A Systematic Method to Generate Effective STLs for the In-Field Test of CAN Bus Controllers
Round 1
Reviewer 1 Report
The paper describes a method to generate STLs for in-field test of CAN bus. The paper is extremely well written and the experimental results are appropriate. I have just one comment:
Can you provide a comparison of your approach with state-of-the-art STL generation methodologies?
Author Response
Thank you very much for your question, which really helps in putting into perspective our work with respect to state-of-the-art methodologies.
To take it into account, the following paragraph has been added to the article (section V, line 610).
“The approach presented in this article is a mix of manual STL development based on ad hoc methods targeting specific modules within the CAN Controller and ATPG-based solutions regarding the incoming message filter. For some modules (e.g., the Register Interface) we described in the paper a new method to test them. Results too are comparable to those that are typically achieved on processors and simpler peripherals, with a typical achieved coverage above 80% of faults, proving the effectiveness of the approach [30,36,37].”
Reviewer 2 Report
The paper brings the consideration devoted to the testing of a CAN bus controller. There is utilized pure software testing procedure that can be incorporated into the normal operation of the system provided given requirements to controllers and implemented software are met. The proposed testing methodology is very useful for in-field testing without the need of using additional test equipment.
The authors were able to improve a number of detected faults by using interesting techniques of test development. There is utilized a model of controller. In the paper, it is not stated clearly what type of model is used. I am guessing that this is one of the HDL models based on the results present in table 1 (simulation time).
There arise several questions devoted to functional coverage and the methodology employed for this detection.
1. Clearly describe your approach for the generation of a test program using the CAN bus controller HDL model. In order to be able to model faults, this must be at least model utilizing mapped primitive components (post-synthesis using technology library or post-implementation).

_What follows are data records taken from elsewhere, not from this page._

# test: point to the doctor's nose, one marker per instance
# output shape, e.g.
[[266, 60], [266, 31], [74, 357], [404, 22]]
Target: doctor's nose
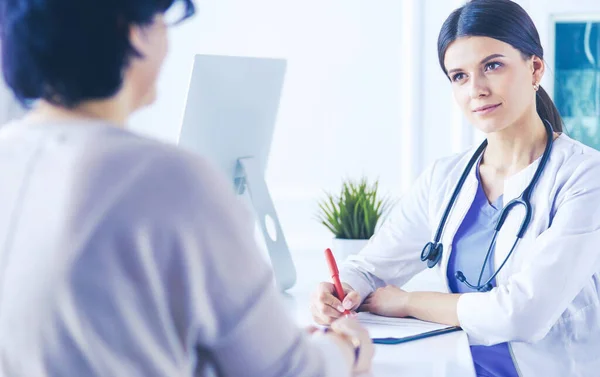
[[478, 89]]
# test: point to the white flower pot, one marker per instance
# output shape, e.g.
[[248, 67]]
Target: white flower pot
[[342, 248]]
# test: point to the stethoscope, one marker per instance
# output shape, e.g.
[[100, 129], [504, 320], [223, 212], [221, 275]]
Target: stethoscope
[[432, 252]]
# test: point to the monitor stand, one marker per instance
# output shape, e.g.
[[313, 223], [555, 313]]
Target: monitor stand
[[248, 174]]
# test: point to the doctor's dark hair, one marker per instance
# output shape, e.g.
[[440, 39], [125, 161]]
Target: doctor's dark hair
[[70, 51], [505, 21]]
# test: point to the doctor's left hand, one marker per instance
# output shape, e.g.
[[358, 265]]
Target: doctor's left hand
[[389, 301]]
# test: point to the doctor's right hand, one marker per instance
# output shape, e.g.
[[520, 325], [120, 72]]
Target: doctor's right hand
[[326, 307]]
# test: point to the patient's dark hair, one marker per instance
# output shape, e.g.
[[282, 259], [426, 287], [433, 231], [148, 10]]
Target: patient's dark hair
[[505, 21], [70, 51]]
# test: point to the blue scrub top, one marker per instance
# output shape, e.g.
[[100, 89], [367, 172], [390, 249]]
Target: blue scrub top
[[470, 246]]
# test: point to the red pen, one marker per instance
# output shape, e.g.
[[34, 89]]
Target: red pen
[[335, 276]]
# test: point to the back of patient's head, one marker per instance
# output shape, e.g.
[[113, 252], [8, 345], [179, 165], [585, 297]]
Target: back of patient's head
[[71, 51]]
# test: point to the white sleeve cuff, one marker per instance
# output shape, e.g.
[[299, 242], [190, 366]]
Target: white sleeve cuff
[[357, 281]]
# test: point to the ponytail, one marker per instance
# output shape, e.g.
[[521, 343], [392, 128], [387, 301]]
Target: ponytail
[[547, 110]]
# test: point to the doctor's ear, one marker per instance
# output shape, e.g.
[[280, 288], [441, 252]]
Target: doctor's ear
[[538, 67]]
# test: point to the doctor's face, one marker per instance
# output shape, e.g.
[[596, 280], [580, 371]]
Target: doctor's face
[[492, 81]]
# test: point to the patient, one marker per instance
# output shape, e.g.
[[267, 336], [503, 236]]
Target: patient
[[122, 256]]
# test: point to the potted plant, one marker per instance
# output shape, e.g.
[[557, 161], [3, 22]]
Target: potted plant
[[353, 216]]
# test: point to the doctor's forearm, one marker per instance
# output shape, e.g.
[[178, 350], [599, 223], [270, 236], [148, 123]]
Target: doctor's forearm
[[434, 307]]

2. The fault injection model is not described. At least a brief reference to the generation of faults in the model is required
3. The test pattern generation is based on the model. Is there employed a backtracing for building a test sequence? How the test sequence is developed?
4. There are faults that result in a response failure. How to cope with writing a test where no response arrives due to a fault in the system. An infinite wait (deadlock) appears in the testing procedure. An explanation is required for such faults from a point of view of the embedded test.

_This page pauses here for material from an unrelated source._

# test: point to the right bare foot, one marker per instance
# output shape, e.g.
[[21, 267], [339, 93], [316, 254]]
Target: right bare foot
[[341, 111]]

The formal description of test sets requires attention. There is a commonly used naming convention that reserve capital letter for sets while items of sets are marked using lower case letters. In case of a test set, we should use the formal concept as follows:
1. The test set T = {t0, t1, ...tn}
2. The test ti is a tuple that consists of ti = (CFGi, Xi, Yi, si)
3. In this example we have CFGi - the set of configuration vectors/word, Xi - the set of input vectors (data vectors), the Yi denotes the set of valid responses that can be replaced by the signature si calculated for test ti.
4. It is essential when using a signature to show/briefly explain the test compactor architecture (possibly an LFSR or other derivative of calculating unique abbreviation for data sequence) and determine possible fault masking by the signature calculation process.
There are other technical and formal remarks placed in the attached manuscript. Please check the attached manuscript for comments. I hope this helps you improve the presentation of your ideas.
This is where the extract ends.